LV mass declined at similar rates in both individuals. B.L.'s mass dropped by 0.72 g/wk (95% CI, −0.14 to 1.58) and S.K.'s mass dropped by 0.74 g/wk (95% CI, 0.13–1.34) when linear regression is applied (Figure). Both subjects had an initial drop in LV diastolic diameter to a lower steady state through the campaign (B.L., 5 cm to average 4.7 cm; S.K., 5.3 cm to average 4.6 cm), suggesting an initial volume loss that was greater with spaceflight, although biological variability cannot be excluded. LV ejection fraction and markers of diastolic function did not consistently change in either individual throughout their campaign.


Individual data for Benoît Lecomte and Scott Kelly across their respective campaigns.
The overall trend of left ventricular (LV) mass was similar between Benoît Lecomte (▴) and Scott Kelly (○) (Top, left). Linear regression equation and best-fit line are shown. LV diastolic diameter shows an initial decline in Scott Kelly (Top, right). Ejection fraction (Bottom, left), diastolic recoil (e', Bottom, middle), and E/A ratio (Bottom, right) show no consistent trend. BL indicates Benoît Lecomte; LV, left ventricular; and SL, Scott Kelly.

Both individuals lost LV mass over the duration of their campaigns despite substantial amounts of exercise.
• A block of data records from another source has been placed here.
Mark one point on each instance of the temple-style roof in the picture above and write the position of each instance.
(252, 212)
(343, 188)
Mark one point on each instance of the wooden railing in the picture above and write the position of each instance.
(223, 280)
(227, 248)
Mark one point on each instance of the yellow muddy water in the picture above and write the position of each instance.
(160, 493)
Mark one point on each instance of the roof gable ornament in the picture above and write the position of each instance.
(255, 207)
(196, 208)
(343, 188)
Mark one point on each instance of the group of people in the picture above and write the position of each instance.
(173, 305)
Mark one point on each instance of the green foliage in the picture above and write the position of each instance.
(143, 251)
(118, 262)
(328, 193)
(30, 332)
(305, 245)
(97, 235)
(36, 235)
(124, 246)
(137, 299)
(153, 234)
Full-time bed rest studies, which serve as analogs to weightlessness, have shown reductions in plasma volume, cardiac mass, and orthostatic tolerance.[2] B.L.'s awake time out of the water and ad libitum hydration were likely insufficient to completely preserve his plasma volume. Daily lower-body negative pressure (partially reinstating hydrostatic gradients) does not preserve plasma volume.[3] We anticipated that a long duration of swimming exercise would have been enough of a stimulus to result in increases in LV mass and volume. Swim training of 1 to 3 hours daily at high intensity is associated with increased LV size and mass.[4] It is surprising that low-intensity, long-duration swimming was insufficient to overcome the effects of repeated exposure to a weightlessness analog, leading to a cardiac adaptation similar to that in prolonged spaceflight. This study was limited by real-world issues, including delays between initial scans, interruptions of B.L.'s swim (for his safety), lack of body mass and blood volume measures, and reliance on the Teichholz method to estimate mass, limited the study. Both subjects meet the geometric assumptions of the Teichholz method, and S.K.'s results, including the initial decline in LV mass, are consistent with prior studies of bed rest and spaceflight.[2]
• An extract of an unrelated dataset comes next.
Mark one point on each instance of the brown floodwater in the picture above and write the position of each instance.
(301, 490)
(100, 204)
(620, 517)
These individuals and their extraordinary feats provide unique insight into the effects of extreme duration swimming and spaceflight. Extended loss of gravitational hydrostatic gradients through weightlessness or prone positioning in water immersion without proper countermeasures resulted in loss of cardiac mass. Consistent, low-intensity exercise may be insufficient to prevent cardiac atrophy during extreme-duration swimming, though further study is needed.